Dan Sanders and Nick Coplestone are happy to abstain from alcohol for two years if it means there will be fewer young binge drinkers on the streets.
The 18-year-old students, from Spotswood College and Witt respectively, are in favour of the legal age for buying and consuming alcohol being raised to 20. ‘I say raise the drinking age, create a strict justice system and also find ways to stop people turning to the drink,’ Mr Coplestone said.
Proposed changes in the Alcohol Reform Bill include keeping the status quo at 18, lifting the drinking age back to 20 or splitting the age to 18 for on-licence bars and restaurants, and 20 for off-licence bottle stores and supermarkets.

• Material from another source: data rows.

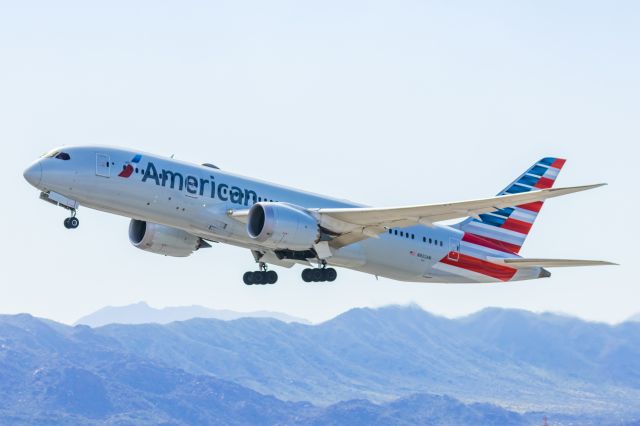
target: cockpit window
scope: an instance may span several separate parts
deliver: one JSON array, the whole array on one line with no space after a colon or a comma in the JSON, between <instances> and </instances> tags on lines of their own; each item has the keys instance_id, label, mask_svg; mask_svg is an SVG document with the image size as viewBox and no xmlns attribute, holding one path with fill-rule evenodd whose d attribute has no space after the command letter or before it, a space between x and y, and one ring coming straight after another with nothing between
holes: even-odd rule
<instances>
[{"instance_id":1,"label":"cockpit window","mask_svg":"<svg viewBox=\"0 0 640 426\"><path fill-rule=\"evenodd\" d=\"M42 156L42 158L57 158L58 160L71 160L71 156L69 154L67 154L66 152L62 152L62 151L49 151L46 154L44 154Z\"/></svg>"},{"instance_id":2,"label":"cockpit window","mask_svg":"<svg viewBox=\"0 0 640 426\"><path fill-rule=\"evenodd\" d=\"M56 158L64 161L71 160L71 157L66 152L59 152L58 155L56 155Z\"/></svg>"}]
</instances>

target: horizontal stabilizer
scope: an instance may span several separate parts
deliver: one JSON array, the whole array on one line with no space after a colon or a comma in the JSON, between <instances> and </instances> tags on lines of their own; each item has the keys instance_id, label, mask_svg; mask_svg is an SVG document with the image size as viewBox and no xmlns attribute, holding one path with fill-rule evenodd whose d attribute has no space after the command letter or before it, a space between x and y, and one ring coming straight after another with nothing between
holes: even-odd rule
<instances>
[{"instance_id":1,"label":"horizontal stabilizer","mask_svg":"<svg viewBox=\"0 0 640 426\"><path fill-rule=\"evenodd\" d=\"M607 262L604 260L571 260L571 259L503 259L492 258L494 263L503 263L514 268L566 268L572 266L606 266L617 265L617 263Z\"/></svg>"}]
</instances>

Mr Sanders said drinking alcohol was the norm at weekends in New Zealand.
‘We are raised in a culture where it is normal to drink every Friday and Saturday,’ he said. ‘If you are gathering with friends, it’s expected there will be alcohol. That’s what needs to change.”
However Keep It 18 campaign spokesperson Sean Topham said though New Zealand’s drinking culture was “devastating”, changing the age wasn’t the answer.
“Our drinking culture problems affect people of all ages; simply scapegoating 18- and 19-year-olds will not actually solve the problem,” he said.
“Over 92 per cent of problem and heavy drinkers are over the age of 20 – there is a lot of misinformation out there that wrongly suggests 18- and 19-year-olds are the problem when the statistics clearly reveal otherwise.”
Mr Topham said the Keep It 18 campaign had the support of four political party youth wings, and had 25,000 members.
CONSCIENCE VOTE
A vote on the alcohol purchase age will go down to the wire, with the latest push for a move up to 20 again facing defeat. MPs tonight are expected to cast their second conscience vote in as many days, this time on whether to push the drinking age up to 20, create a split age of 18 for on-licence and 20 for off-licence, or keep it at 18 for all. The option with the least support will be eliminated, leaving a run-off vote between the two remaining options.